The process of growth comes with its hiccups. Iromini identified the inability to meet the increasingly growing demand for financing as Moni’s biggest challenge. He stated, “37 million of over 44 million small businesses in Africa do not have access to funding. The demand was intense, and because we have built enough credibility, we have financial partners that provide us with the debt to scale. We have investors as well. Lending can be difficult. You get people, but how do you get your money back? That is what our model addresses.” 

Since starting the business venture, Iromini says he is happy at how the business has grown and its impact. He recounts seeing agents start in tattered shops, and then morph into better ones in several locations. And also seeing an improvement in their lifestyle. Moni Africa is also empowering women and bridging the gender divide in society as women constitute most of its workforce. 

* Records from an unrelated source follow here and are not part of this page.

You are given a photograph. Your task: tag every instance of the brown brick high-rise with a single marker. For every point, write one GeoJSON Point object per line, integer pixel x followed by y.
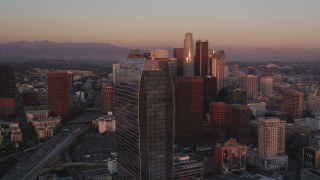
{"type": "Point", "coordinates": [106, 98]}
{"type": "Point", "coordinates": [218, 120]}
{"type": "Point", "coordinates": [239, 121]}
{"type": "Point", "coordinates": [189, 111]}
{"type": "Point", "coordinates": [58, 92]}
{"type": "Point", "coordinates": [293, 104]}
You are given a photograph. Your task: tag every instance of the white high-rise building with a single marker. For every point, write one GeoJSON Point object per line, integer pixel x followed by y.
{"type": "Point", "coordinates": [266, 85]}
{"type": "Point", "coordinates": [188, 55]}
{"type": "Point", "coordinates": [250, 84]}
{"type": "Point", "coordinates": [218, 68]}
{"type": "Point", "coordinates": [271, 136]}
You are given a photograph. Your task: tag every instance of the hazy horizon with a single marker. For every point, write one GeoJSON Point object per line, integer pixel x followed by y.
{"type": "Point", "coordinates": [288, 24]}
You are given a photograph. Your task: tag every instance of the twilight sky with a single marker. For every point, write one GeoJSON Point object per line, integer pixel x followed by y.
{"type": "Point", "coordinates": [284, 24]}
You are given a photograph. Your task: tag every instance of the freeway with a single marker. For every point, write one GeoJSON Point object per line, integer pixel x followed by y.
{"type": "Point", "coordinates": [29, 166]}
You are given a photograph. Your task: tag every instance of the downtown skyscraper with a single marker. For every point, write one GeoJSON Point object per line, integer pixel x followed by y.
{"type": "Point", "coordinates": [188, 55]}
{"type": "Point", "coordinates": [58, 92]}
{"type": "Point", "coordinates": [201, 64]}
{"type": "Point", "coordinates": [218, 65]}
{"type": "Point", "coordinates": [144, 108]}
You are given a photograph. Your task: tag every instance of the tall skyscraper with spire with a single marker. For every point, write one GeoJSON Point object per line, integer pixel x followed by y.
{"type": "Point", "coordinates": [218, 67]}
{"type": "Point", "coordinates": [201, 65]}
{"type": "Point", "coordinates": [188, 55]}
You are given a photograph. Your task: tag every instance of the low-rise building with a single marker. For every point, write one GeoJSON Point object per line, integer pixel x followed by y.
{"type": "Point", "coordinates": [7, 106]}
{"type": "Point", "coordinates": [186, 168]}
{"type": "Point", "coordinates": [46, 126]}
{"type": "Point", "coordinates": [314, 123]}
{"type": "Point", "coordinates": [258, 109]}
{"type": "Point", "coordinates": [1, 138]}
{"type": "Point", "coordinates": [266, 164]}
{"type": "Point", "coordinates": [105, 123]}
{"type": "Point", "coordinates": [230, 157]}
{"type": "Point", "coordinates": [112, 166]}
{"type": "Point", "coordinates": [291, 128]}
{"type": "Point", "coordinates": [10, 131]}
{"type": "Point", "coordinates": [34, 114]}
{"type": "Point", "coordinates": [309, 174]}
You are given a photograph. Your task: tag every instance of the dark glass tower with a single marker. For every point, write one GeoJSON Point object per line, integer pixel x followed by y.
{"type": "Point", "coordinates": [144, 108]}
{"type": "Point", "coordinates": [189, 101]}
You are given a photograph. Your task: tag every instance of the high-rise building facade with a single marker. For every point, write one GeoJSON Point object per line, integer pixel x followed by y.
{"type": "Point", "coordinates": [178, 53]}
{"type": "Point", "coordinates": [235, 68]}
{"type": "Point", "coordinates": [251, 70]}
{"type": "Point", "coordinates": [7, 91]}
{"type": "Point", "coordinates": [237, 96]}
{"type": "Point", "coordinates": [218, 67]}
{"type": "Point", "coordinates": [201, 64]}
{"type": "Point", "coordinates": [189, 101]}
{"type": "Point", "coordinates": [293, 104]}
{"type": "Point", "coordinates": [58, 92]}
{"type": "Point", "coordinates": [230, 157]}
{"type": "Point", "coordinates": [210, 86]}
{"type": "Point", "coordinates": [271, 136]}
{"type": "Point", "coordinates": [266, 85]}
{"type": "Point", "coordinates": [239, 122]}
{"type": "Point", "coordinates": [250, 84]}
{"type": "Point", "coordinates": [106, 98]}
{"type": "Point", "coordinates": [144, 108]}
{"type": "Point", "coordinates": [7, 82]}
{"type": "Point", "coordinates": [188, 55]}
{"type": "Point", "coordinates": [218, 120]}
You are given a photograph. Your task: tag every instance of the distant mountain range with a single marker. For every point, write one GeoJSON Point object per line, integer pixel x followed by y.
{"type": "Point", "coordinates": [24, 50]}
{"type": "Point", "coordinates": [51, 50]}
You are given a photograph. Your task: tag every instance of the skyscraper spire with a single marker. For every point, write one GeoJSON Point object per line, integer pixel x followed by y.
{"type": "Point", "coordinates": [188, 55]}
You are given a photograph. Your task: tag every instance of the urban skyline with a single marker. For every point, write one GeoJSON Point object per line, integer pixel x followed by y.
{"type": "Point", "coordinates": [160, 90]}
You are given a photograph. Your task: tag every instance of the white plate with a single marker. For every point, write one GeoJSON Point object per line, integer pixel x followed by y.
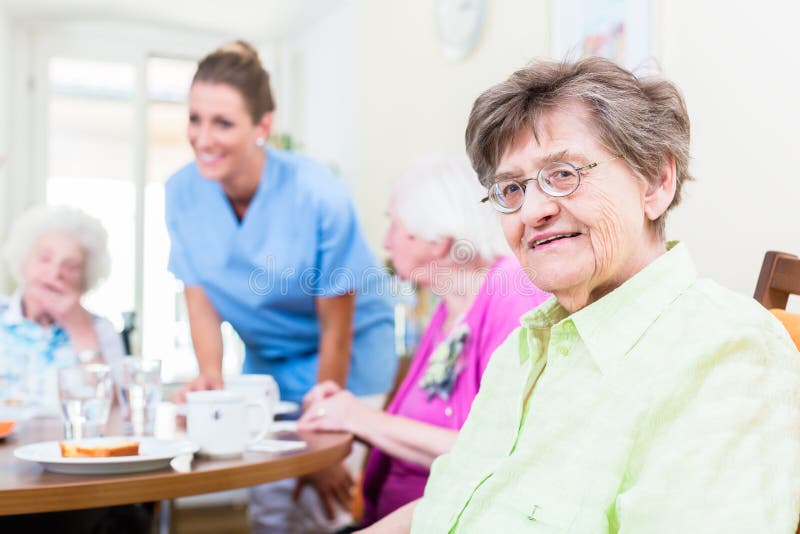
{"type": "Point", "coordinates": [154, 454]}
{"type": "Point", "coordinates": [282, 408]}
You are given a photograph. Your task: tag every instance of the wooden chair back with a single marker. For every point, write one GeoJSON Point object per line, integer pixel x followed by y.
{"type": "Point", "coordinates": [779, 278]}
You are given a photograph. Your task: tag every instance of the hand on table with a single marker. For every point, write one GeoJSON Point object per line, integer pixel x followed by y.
{"type": "Point", "coordinates": [201, 383]}
{"type": "Point", "coordinates": [342, 411]}
{"type": "Point", "coordinates": [334, 485]}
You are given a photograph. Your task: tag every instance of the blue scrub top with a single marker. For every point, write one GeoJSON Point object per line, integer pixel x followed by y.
{"type": "Point", "coordinates": [299, 240]}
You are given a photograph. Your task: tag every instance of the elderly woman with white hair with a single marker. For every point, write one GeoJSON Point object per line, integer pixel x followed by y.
{"type": "Point", "coordinates": [56, 255]}
{"type": "Point", "coordinates": [441, 238]}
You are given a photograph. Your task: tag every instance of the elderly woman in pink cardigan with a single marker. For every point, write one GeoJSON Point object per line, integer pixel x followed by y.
{"type": "Point", "coordinates": [441, 237]}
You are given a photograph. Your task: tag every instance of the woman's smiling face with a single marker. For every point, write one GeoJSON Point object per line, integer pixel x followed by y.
{"type": "Point", "coordinates": [221, 130]}
{"type": "Point", "coordinates": [584, 245]}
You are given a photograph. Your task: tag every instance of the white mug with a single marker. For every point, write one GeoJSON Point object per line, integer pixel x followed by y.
{"type": "Point", "coordinates": [256, 387]}
{"type": "Point", "coordinates": [218, 423]}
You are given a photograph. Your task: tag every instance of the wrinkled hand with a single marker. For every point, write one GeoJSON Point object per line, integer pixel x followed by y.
{"type": "Point", "coordinates": [201, 383]}
{"type": "Point", "coordinates": [334, 486]}
{"type": "Point", "coordinates": [340, 412]}
{"type": "Point", "coordinates": [321, 391]}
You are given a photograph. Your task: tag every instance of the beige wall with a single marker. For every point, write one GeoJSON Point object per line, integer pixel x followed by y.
{"type": "Point", "coordinates": [735, 61]}
{"type": "Point", "coordinates": [5, 75]}
{"type": "Point", "coordinates": [412, 100]}
{"type": "Point", "coordinates": [737, 65]}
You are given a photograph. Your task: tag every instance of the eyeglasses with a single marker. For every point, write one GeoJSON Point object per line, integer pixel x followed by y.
{"type": "Point", "coordinates": [557, 179]}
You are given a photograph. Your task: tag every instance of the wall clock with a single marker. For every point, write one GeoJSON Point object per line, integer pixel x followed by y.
{"type": "Point", "coordinates": [460, 23]}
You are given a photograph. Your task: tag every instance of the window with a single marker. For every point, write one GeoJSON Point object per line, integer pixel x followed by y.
{"type": "Point", "coordinates": [92, 136]}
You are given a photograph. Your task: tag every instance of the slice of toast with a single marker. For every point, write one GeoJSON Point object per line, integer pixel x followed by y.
{"type": "Point", "coordinates": [75, 450]}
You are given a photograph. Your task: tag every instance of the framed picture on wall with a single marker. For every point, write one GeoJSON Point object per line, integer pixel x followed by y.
{"type": "Point", "coordinates": [619, 30]}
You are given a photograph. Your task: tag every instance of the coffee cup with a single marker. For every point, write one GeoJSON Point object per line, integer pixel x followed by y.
{"type": "Point", "coordinates": [218, 422]}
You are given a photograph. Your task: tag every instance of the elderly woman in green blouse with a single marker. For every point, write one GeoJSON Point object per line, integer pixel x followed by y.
{"type": "Point", "coordinates": [640, 398]}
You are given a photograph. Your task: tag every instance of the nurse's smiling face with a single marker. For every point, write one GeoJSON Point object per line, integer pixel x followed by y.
{"type": "Point", "coordinates": [221, 131]}
{"type": "Point", "coordinates": [586, 244]}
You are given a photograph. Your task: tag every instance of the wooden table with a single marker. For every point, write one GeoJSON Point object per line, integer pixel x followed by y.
{"type": "Point", "coordinates": [25, 487]}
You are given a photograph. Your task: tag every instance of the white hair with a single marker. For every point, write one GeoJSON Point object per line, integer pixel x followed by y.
{"type": "Point", "coordinates": [40, 221]}
{"type": "Point", "coordinates": [439, 197]}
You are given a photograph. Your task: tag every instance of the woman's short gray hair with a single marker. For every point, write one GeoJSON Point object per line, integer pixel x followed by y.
{"type": "Point", "coordinates": [40, 221]}
{"type": "Point", "coordinates": [439, 197]}
{"type": "Point", "coordinates": [642, 120]}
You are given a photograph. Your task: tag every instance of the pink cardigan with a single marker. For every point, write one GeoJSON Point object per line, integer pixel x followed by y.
{"type": "Point", "coordinates": [505, 295]}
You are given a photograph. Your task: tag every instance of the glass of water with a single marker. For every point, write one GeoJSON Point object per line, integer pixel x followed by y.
{"type": "Point", "coordinates": [85, 393]}
{"type": "Point", "coordinates": [139, 384]}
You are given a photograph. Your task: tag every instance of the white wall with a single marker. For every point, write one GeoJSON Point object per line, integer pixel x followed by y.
{"type": "Point", "coordinates": [5, 132]}
{"type": "Point", "coordinates": [413, 101]}
{"type": "Point", "coordinates": [737, 64]}
{"type": "Point", "coordinates": [319, 103]}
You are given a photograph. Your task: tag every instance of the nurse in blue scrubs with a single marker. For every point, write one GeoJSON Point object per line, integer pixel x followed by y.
{"type": "Point", "coordinates": [269, 241]}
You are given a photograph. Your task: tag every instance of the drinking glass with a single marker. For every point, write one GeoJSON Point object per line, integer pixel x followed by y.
{"type": "Point", "coordinates": [139, 384]}
{"type": "Point", "coordinates": [85, 393]}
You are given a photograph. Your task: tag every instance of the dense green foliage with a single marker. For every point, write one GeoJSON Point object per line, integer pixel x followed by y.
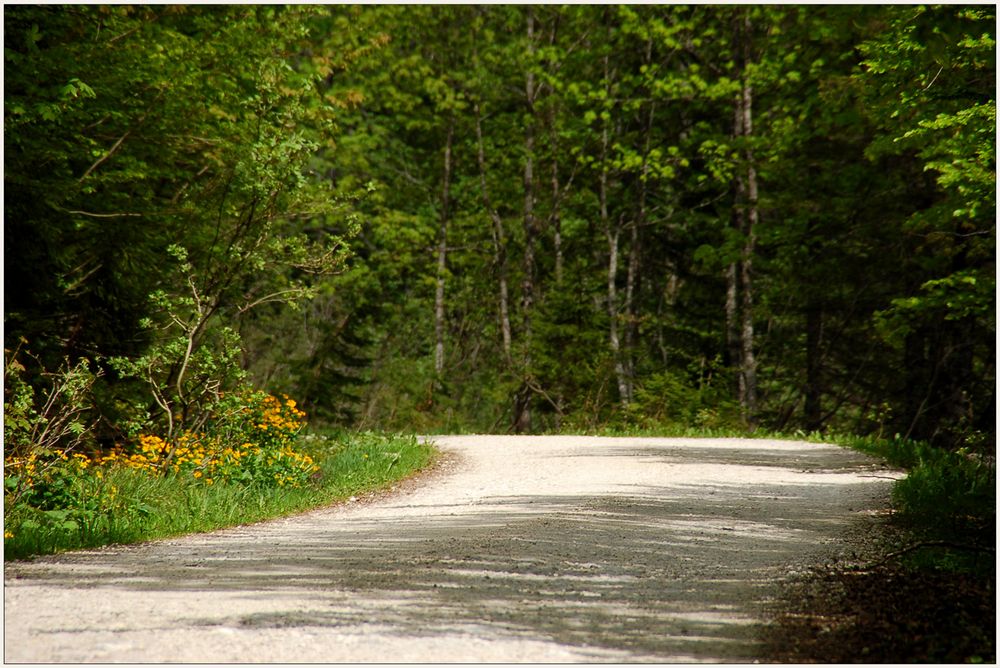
{"type": "Point", "coordinates": [501, 218]}
{"type": "Point", "coordinates": [106, 504]}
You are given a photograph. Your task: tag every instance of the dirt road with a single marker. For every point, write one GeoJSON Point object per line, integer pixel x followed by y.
{"type": "Point", "coordinates": [518, 549]}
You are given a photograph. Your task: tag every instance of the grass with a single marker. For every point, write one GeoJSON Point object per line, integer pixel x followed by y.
{"type": "Point", "coordinates": [129, 506]}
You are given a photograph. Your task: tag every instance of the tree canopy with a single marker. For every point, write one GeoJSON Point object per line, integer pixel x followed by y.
{"type": "Point", "coordinates": [503, 218]}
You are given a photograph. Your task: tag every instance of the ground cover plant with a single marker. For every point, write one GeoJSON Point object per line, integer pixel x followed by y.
{"type": "Point", "coordinates": [56, 501]}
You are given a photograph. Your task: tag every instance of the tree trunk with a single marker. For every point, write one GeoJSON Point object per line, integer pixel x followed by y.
{"type": "Point", "coordinates": [814, 390]}
{"type": "Point", "coordinates": [739, 275]}
{"type": "Point", "coordinates": [749, 240]}
{"type": "Point", "coordinates": [522, 405]}
{"type": "Point", "coordinates": [499, 241]}
{"type": "Point", "coordinates": [612, 234]}
{"type": "Point", "coordinates": [442, 253]}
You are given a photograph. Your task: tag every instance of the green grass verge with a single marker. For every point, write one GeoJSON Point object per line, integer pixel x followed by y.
{"type": "Point", "coordinates": [134, 506]}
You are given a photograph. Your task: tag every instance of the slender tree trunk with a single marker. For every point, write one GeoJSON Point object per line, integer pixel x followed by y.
{"type": "Point", "coordinates": [499, 241]}
{"type": "Point", "coordinates": [814, 389]}
{"type": "Point", "coordinates": [522, 407]}
{"type": "Point", "coordinates": [442, 253]}
{"type": "Point", "coordinates": [733, 335]}
{"type": "Point", "coordinates": [556, 218]}
{"type": "Point", "coordinates": [739, 274]}
{"type": "Point", "coordinates": [612, 234]}
{"type": "Point", "coordinates": [749, 239]}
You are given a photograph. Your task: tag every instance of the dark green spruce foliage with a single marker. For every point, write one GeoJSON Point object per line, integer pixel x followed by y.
{"type": "Point", "coordinates": [559, 217]}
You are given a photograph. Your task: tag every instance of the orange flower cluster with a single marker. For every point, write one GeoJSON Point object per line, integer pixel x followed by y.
{"type": "Point", "coordinates": [257, 451]}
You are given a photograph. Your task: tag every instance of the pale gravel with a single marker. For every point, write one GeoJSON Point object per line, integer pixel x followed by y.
{"type": "Point", "coordinates": [517, 549]}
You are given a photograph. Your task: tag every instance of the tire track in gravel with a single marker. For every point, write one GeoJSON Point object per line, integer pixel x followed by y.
{"type": "Point", "coordinates": [517, 549]}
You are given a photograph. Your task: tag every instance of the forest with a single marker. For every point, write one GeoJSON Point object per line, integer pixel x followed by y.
{"type": "Point", "coordinates": [388, 220]}
{"type": "Point", "coordinates": [502, 218]}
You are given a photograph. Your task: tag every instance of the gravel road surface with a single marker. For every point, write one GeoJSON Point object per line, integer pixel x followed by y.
{"type": "Point", "coordinates": [515, 549]}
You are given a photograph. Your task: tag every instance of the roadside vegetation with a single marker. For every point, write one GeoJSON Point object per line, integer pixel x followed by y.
{"type": "Point", "coordinates": [58, 501]}
{"type": "Point", "coordinates": [683, 220]}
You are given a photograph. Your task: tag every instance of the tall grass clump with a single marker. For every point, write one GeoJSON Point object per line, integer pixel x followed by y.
{"type": "Point", "coordinates": [57, 500]}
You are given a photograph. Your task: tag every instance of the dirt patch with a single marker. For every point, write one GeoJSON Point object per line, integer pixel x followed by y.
{"type": "Point", "coordinates": [514, 549]}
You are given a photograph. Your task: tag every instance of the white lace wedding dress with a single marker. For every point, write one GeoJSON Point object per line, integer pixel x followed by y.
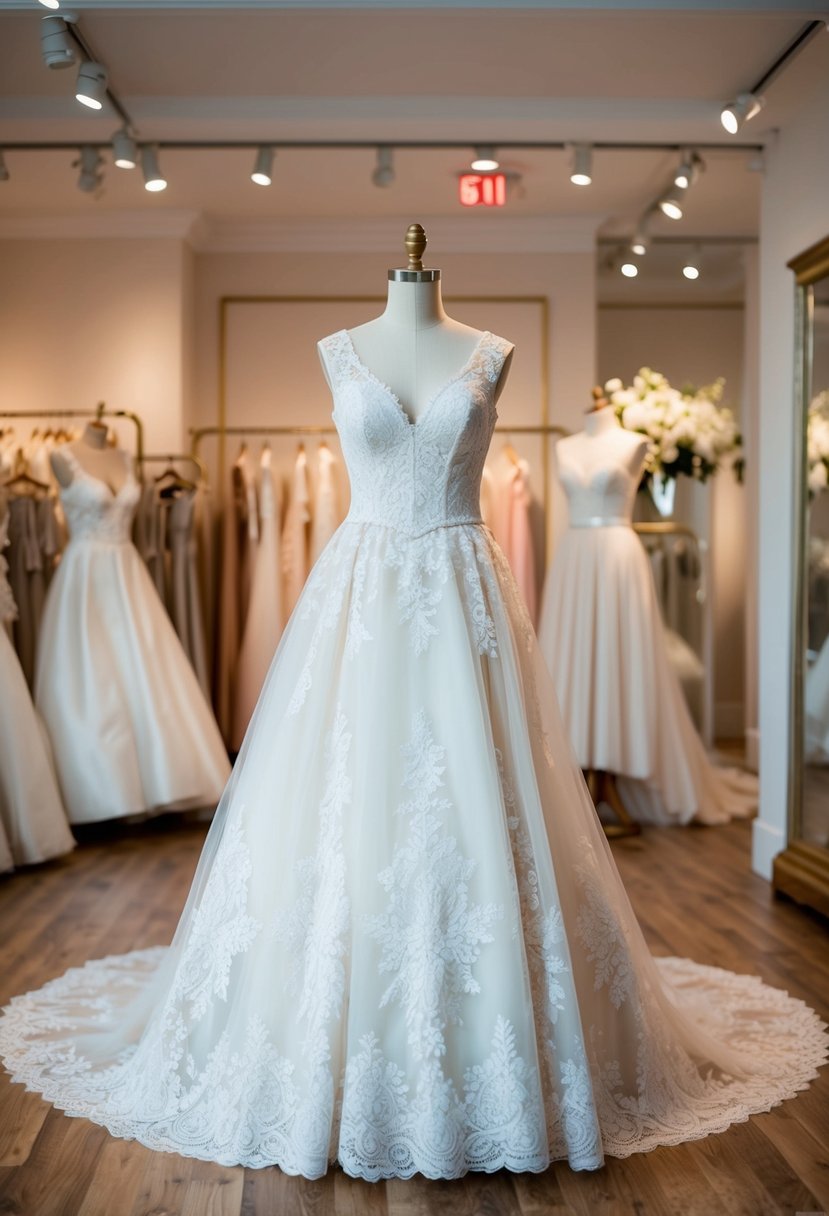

Moni Africa is operational in 22 of Nigeria’s 36 states and in Benin republic and Guinea Conakry. Since launching the pilot in August 2021 with more than 3,000 mobile money agents (more than 5,000 on the wait list), Moni Africa has disbursed more than 11,000 loans and more than $5,000,000 in loan value. Ninety-two per cent of merchants use Moni at least four times a week, and the repayment rate is 99 per cent. 

Iromini said the goal is to build an operating system that makes businesses function well and create prosperity. “Being able to build a community finance model to make it easier for people to leverage social trust to access working capital is commendable. We say something in Moni – trust is your currency, so spend it wisely. The way you spend it determines how far you go in life,” he said.